Kassadin is a generically strong champion who fits into a number of compositions in the mid lane. However, as a flex pick, he also has more matchup flexibility. If countered mid, he can go top, and vice versa. This forces SKT into an even more specific set of strategies, even if they do manage to predict the Kassadin top. Essentially, the Kassadin pick gives Shield a number of options, while restricting SKT’s options significantly.

On top of that, the Lee Sin pick is brilliant. Kassadin’s weak laning phase is balanced out by Lee Sin’s strong early pressure. Moreover, the strong early ganks by Lee Sin would be a strong counter to Kassadin, so by securing Lee Sin, they shore up a weakness of theirs, while preventing SKT from taking advantage of one of that weakness. After that, SKT grabs Kha’Zix and Dr. Mundo. While both of those are strong picks, they aren’t particularly inspired, and SKT’s composition seems less inspired. Shield responds with Janna/Lucian.


Under normal circumstances, this may seem like a strange pick. You want high damage vs Dr. Mundo, or he will become nearly invincible. Lucian is hardly the most damaging AD Carry. However, what Shield has up their sleeve is a third carry pick coming out of the mid lane. The Janna adds to the team’s general mobility, while giving enough peel to Lucian that Ahri, Kassadin, and Lee Sin can all focus on zoning or diving the enemy carries. From there, the team’s composition basically finishes itself, as we saw the Ahri pick locked in earlier.

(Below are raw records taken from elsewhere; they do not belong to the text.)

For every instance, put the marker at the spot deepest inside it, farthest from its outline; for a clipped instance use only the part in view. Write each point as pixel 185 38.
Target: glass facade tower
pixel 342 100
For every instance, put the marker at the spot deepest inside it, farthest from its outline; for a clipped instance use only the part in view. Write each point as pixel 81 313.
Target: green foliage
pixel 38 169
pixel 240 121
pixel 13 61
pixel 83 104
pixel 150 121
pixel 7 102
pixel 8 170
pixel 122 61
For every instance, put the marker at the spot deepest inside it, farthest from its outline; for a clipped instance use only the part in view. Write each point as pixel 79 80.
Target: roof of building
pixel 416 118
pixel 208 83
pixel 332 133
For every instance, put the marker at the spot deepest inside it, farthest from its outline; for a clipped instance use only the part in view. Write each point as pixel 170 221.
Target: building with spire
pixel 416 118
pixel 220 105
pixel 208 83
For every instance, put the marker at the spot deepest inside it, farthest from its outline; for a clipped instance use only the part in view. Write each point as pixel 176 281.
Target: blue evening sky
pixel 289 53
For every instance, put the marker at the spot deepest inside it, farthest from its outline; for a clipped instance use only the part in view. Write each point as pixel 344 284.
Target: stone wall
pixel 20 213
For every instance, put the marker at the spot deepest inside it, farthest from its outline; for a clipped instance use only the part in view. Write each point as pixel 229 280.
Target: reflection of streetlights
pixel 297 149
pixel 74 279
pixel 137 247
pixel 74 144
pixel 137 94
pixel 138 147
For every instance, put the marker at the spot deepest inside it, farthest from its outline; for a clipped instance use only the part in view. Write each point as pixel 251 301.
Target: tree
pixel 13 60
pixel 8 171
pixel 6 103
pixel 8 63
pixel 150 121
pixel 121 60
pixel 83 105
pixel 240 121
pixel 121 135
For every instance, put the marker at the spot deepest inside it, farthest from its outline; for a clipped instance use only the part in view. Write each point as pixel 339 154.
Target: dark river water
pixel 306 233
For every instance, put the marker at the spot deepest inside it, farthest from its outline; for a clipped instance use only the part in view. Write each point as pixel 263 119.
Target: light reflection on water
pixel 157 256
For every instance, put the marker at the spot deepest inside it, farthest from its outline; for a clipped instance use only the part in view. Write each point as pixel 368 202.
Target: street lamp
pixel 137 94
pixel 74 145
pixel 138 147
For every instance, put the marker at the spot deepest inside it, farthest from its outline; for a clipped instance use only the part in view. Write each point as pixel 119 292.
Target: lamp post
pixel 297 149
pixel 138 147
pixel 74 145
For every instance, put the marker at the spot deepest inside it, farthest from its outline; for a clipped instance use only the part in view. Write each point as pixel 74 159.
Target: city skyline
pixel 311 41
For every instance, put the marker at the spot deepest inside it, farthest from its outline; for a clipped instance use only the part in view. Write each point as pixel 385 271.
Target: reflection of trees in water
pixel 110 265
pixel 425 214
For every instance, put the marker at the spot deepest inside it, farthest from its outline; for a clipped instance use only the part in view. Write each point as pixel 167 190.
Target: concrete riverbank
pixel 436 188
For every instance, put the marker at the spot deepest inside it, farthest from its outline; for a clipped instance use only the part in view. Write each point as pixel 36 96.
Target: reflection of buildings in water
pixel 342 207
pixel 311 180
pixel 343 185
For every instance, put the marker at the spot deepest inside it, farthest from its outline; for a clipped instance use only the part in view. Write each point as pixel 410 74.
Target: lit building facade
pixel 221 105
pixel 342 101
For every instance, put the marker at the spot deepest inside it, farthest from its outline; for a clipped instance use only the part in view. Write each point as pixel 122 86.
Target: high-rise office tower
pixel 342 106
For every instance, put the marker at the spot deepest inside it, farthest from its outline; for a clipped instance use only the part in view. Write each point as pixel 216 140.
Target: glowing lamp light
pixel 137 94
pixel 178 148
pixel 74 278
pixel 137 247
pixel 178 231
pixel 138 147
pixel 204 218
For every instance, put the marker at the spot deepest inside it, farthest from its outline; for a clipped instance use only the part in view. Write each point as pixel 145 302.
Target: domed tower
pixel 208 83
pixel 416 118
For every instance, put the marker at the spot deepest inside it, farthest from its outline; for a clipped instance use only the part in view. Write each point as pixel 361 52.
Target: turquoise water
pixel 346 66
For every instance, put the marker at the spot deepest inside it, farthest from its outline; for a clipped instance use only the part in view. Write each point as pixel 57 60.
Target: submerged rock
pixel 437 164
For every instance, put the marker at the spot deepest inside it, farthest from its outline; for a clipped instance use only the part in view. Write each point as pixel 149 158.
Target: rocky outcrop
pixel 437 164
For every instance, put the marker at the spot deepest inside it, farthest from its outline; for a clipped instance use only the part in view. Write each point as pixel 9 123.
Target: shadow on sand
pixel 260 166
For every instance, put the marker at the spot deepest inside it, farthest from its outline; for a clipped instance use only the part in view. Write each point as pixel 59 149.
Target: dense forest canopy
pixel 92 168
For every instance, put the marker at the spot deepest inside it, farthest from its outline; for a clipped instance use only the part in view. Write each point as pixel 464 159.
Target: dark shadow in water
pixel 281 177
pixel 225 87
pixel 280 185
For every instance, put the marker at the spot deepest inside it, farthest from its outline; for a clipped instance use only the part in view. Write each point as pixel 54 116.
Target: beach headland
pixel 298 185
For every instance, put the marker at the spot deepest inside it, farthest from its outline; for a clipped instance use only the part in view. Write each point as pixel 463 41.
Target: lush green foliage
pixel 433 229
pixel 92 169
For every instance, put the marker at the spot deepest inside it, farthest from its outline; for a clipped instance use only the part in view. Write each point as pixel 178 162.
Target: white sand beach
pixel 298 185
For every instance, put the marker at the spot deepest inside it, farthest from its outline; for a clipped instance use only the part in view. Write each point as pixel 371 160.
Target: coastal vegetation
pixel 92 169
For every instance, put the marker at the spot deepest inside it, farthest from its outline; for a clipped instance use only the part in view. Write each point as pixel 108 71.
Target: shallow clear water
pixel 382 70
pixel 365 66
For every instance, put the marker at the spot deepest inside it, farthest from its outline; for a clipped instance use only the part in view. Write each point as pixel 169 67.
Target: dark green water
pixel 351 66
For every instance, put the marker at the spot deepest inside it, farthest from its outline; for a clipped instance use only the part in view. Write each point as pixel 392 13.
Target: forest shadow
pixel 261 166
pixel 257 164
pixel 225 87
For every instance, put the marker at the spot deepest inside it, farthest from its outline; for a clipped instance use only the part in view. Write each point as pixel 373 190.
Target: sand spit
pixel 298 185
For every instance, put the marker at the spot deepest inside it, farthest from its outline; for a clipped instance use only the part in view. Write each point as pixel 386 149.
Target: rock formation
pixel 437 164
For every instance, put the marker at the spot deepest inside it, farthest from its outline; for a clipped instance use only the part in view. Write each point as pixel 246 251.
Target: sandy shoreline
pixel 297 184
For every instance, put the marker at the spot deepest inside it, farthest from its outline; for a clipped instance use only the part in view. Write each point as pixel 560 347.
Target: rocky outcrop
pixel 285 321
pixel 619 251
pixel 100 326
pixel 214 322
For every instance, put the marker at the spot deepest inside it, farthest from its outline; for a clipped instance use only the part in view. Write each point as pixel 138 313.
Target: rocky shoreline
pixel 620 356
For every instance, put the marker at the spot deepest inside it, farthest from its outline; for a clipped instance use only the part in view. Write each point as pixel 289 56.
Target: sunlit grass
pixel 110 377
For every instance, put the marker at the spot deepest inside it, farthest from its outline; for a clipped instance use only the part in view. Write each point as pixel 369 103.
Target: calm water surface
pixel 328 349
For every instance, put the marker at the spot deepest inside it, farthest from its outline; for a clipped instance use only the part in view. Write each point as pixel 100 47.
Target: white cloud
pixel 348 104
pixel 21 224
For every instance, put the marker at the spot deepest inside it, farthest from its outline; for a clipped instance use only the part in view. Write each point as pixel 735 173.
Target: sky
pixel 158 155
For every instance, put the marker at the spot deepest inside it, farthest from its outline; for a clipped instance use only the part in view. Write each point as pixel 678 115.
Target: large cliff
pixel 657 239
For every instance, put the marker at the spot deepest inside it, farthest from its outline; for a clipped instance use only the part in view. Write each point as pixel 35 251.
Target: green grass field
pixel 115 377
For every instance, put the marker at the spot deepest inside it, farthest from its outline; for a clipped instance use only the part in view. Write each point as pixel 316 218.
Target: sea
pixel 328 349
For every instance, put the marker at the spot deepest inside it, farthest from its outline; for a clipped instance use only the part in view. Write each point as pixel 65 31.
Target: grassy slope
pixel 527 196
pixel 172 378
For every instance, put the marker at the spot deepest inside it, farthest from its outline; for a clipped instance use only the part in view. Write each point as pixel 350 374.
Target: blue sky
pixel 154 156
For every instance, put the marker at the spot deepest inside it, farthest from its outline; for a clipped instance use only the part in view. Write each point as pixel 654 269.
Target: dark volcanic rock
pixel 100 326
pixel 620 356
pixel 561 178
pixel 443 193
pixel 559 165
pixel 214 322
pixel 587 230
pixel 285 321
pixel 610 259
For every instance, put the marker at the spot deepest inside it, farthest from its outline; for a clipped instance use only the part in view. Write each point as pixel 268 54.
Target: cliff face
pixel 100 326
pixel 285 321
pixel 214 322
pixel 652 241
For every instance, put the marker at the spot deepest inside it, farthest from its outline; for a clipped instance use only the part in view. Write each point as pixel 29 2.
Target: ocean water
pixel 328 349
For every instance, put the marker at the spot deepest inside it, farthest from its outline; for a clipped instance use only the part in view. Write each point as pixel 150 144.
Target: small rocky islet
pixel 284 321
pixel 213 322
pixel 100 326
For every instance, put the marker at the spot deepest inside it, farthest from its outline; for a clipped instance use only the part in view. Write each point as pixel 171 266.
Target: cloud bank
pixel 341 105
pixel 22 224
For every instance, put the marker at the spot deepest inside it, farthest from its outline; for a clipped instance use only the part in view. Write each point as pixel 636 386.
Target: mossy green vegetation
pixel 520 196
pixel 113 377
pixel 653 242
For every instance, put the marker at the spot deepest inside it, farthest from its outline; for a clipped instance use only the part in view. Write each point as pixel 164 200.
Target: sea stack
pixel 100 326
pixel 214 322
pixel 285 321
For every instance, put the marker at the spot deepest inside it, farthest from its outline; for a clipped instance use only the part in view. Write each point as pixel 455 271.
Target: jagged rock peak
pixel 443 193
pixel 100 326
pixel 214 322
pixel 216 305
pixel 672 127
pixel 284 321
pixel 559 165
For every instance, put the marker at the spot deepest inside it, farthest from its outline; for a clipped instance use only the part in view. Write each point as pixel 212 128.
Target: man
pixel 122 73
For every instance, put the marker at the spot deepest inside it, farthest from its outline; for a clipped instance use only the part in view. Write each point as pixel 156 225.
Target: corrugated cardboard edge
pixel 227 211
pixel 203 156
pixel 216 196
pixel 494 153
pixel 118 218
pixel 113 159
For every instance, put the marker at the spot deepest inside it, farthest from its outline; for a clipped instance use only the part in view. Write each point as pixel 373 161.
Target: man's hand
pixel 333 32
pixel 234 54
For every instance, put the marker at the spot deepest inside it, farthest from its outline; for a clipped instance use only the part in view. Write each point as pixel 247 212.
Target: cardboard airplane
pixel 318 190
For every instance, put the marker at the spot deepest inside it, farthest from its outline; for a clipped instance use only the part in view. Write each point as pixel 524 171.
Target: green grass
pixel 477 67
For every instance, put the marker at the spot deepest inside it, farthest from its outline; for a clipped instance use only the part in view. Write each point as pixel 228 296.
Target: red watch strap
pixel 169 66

However, it could easily have gone another way. We see Shield hover over a few picks that could have been made, and would have changed the composition significantly.


Xerath could serve the same purpose as Ahri, as his long-ranged damage could still zone Vayne and Orianna out, and help clean up in a chase. As well, his stun could also function similarly to Ahri’s charm, but he would risk getting caught by an Orianna Shockwave by getting too close, and wouldn’t be able to chase as well as Ahri. Overall, Xerath would simply have to play more perfectly to accomplish the same thing as Ahri.

Twisted Fate

If Xerath is the far-back version of Ahri, Twisted Fate would serve as the all-in version. While Ahri could use her charm to initiate, and simply back off if it missed, Twisted Fate’s main initiation requires using Destiny to teleport to the opposing team, then using his Pick a Card stun. It could have worked with this composition, but it would have been much more all-in. As well, Kassadin’s weak early-mid game and limited follow-up from the Lucian and Janna lane would give Twisted Fate little support in his trademark ganks.


While there was no Syndra hover, Syndra is one of the best counters to Orianna in lane, and her stun would initiate just as well as Ahri’s charm. However, Syndra’s complete lack of mobility would put her at a huge threat to be jumped by Kha’Zix. A simple Kha’Zix Orianna combo would have wreaked havoc on Syndra’s ability to zone out the carries, while Ahri can simply Spirit Rush in response to avoid such a combo.